Reputation: 38899
I've been struggling to load big chunks of data into bigquery for a little while now. In Google's docs, I see the insertAll method, which seems to work fine, but gives me 413 "Entity too large" errors when I try to send anything over about 100k of data in JSON. Per Google's docs, I should be able to send up to 1TB of uncompressed data in JSON. What gives? The example on the previous page has me building the request body manually instead of using insertAll, which is uglier and more error prone. I'm also not sure what format the data should be in in that case.
So, all of that said, what is the clean/proper way of loading lots of data into Bigquery? An example with data would be great. If at all possible, I'd really rather not build the request body myself.
Upvotes: 1
Views: 3961
Reputation: 26617
The example here uses the resumable upload to upload a CSV file. While the file used is small, it should work for virtually any size upload since it uses a robust media upload protocol. It sounds like you want json, which means you'd need to tweak the code slightly for json (an example for json is in the load_json.py example in the same directory). If you have a stream you want to upload instead of a file, you can use a MediaInMemoryUpload instead of the MediaFileUpload that is used in the example.

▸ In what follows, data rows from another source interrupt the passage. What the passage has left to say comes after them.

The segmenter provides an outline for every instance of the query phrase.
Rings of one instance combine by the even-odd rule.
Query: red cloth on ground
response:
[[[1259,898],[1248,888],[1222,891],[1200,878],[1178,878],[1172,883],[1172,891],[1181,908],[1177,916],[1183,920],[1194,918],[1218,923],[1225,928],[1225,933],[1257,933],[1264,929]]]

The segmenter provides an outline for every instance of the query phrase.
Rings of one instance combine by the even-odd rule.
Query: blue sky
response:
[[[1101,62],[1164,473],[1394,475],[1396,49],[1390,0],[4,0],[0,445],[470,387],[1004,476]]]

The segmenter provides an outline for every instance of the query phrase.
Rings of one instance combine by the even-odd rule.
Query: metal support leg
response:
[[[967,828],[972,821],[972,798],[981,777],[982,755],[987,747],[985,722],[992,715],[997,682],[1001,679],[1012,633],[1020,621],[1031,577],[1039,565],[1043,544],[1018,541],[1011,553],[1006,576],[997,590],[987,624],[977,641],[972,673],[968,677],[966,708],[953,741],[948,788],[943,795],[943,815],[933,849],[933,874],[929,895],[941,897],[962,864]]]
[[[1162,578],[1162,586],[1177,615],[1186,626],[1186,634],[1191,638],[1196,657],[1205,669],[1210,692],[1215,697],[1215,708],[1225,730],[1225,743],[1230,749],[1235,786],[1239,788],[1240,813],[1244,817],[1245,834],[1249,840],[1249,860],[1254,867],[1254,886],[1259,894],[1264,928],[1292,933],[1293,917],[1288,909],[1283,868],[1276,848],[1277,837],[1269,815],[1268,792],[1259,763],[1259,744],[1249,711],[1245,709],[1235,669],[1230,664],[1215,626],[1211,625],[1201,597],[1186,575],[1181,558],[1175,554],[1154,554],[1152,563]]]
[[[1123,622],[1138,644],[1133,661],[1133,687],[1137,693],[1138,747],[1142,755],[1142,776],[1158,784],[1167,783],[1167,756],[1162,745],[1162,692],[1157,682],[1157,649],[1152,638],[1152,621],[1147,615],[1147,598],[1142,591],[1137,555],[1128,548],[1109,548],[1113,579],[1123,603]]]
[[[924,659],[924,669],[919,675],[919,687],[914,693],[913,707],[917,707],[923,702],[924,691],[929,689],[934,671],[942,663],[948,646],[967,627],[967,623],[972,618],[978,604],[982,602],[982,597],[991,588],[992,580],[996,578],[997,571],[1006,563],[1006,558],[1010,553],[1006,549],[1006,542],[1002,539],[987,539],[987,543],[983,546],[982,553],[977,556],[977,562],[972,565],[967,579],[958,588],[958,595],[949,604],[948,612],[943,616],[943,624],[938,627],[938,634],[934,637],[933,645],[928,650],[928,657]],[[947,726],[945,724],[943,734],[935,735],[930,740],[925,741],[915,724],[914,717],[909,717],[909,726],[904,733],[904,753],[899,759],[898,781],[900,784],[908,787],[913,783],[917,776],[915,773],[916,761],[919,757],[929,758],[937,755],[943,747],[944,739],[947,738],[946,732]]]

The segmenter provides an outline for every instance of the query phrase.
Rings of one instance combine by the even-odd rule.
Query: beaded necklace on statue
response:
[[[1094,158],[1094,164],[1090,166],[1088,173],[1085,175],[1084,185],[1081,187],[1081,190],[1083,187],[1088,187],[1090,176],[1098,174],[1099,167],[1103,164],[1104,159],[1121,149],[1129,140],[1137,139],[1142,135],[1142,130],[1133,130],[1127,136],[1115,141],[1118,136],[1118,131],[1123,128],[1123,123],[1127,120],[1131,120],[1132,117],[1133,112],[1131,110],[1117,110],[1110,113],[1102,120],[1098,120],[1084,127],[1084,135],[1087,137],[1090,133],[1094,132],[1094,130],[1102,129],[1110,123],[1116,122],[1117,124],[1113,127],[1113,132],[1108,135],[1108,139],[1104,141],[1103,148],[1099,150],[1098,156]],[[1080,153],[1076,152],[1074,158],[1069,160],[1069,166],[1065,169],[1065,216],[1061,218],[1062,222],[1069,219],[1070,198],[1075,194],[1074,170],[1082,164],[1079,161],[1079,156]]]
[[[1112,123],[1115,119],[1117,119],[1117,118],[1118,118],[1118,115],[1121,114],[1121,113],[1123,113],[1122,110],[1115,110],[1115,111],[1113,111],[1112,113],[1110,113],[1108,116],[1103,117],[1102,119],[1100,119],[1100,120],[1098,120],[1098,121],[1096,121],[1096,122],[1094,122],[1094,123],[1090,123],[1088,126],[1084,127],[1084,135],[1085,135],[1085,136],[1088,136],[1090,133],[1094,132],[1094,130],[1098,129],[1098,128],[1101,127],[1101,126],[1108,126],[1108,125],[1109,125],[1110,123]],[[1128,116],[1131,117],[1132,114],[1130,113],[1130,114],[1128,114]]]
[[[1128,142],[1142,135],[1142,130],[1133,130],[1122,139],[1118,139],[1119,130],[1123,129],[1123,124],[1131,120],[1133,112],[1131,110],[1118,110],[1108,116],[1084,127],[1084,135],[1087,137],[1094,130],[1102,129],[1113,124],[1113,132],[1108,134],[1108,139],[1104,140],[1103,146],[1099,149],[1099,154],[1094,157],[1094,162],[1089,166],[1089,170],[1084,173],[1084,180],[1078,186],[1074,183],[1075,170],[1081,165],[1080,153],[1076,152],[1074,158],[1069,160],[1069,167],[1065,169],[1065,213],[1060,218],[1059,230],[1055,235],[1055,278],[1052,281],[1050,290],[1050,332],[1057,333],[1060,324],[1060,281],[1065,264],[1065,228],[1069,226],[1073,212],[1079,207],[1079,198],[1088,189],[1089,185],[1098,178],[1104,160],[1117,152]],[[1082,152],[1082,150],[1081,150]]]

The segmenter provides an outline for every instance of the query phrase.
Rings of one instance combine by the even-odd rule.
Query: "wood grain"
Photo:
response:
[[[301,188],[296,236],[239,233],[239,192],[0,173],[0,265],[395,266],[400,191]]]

BTW ... Craig's answer is correct, I just thought I'd chime in with links to sample code.
Upvotes: 1
Reputation: 6625
Note that for streaming data to BQ, anything above 10k rows/sec requires talking to a sales rep.
If you'd like to send large chunks directly to BQ, you can send it via POST
. If you're using a client library, it should handle making the upload resumable for you. To do this, you'll need to make a call to jobs.insert()
instead of tabledata.insertAll()
, and provide a description of a load
job. To actually push the bytes using the Python client, you can create a MediaFileUpload
or MediaInMemoryUpload
and pass it as the media_body
parameter.
The other option is to stage the data in Google Cloud Storage and load it from there.
Upvotes: 5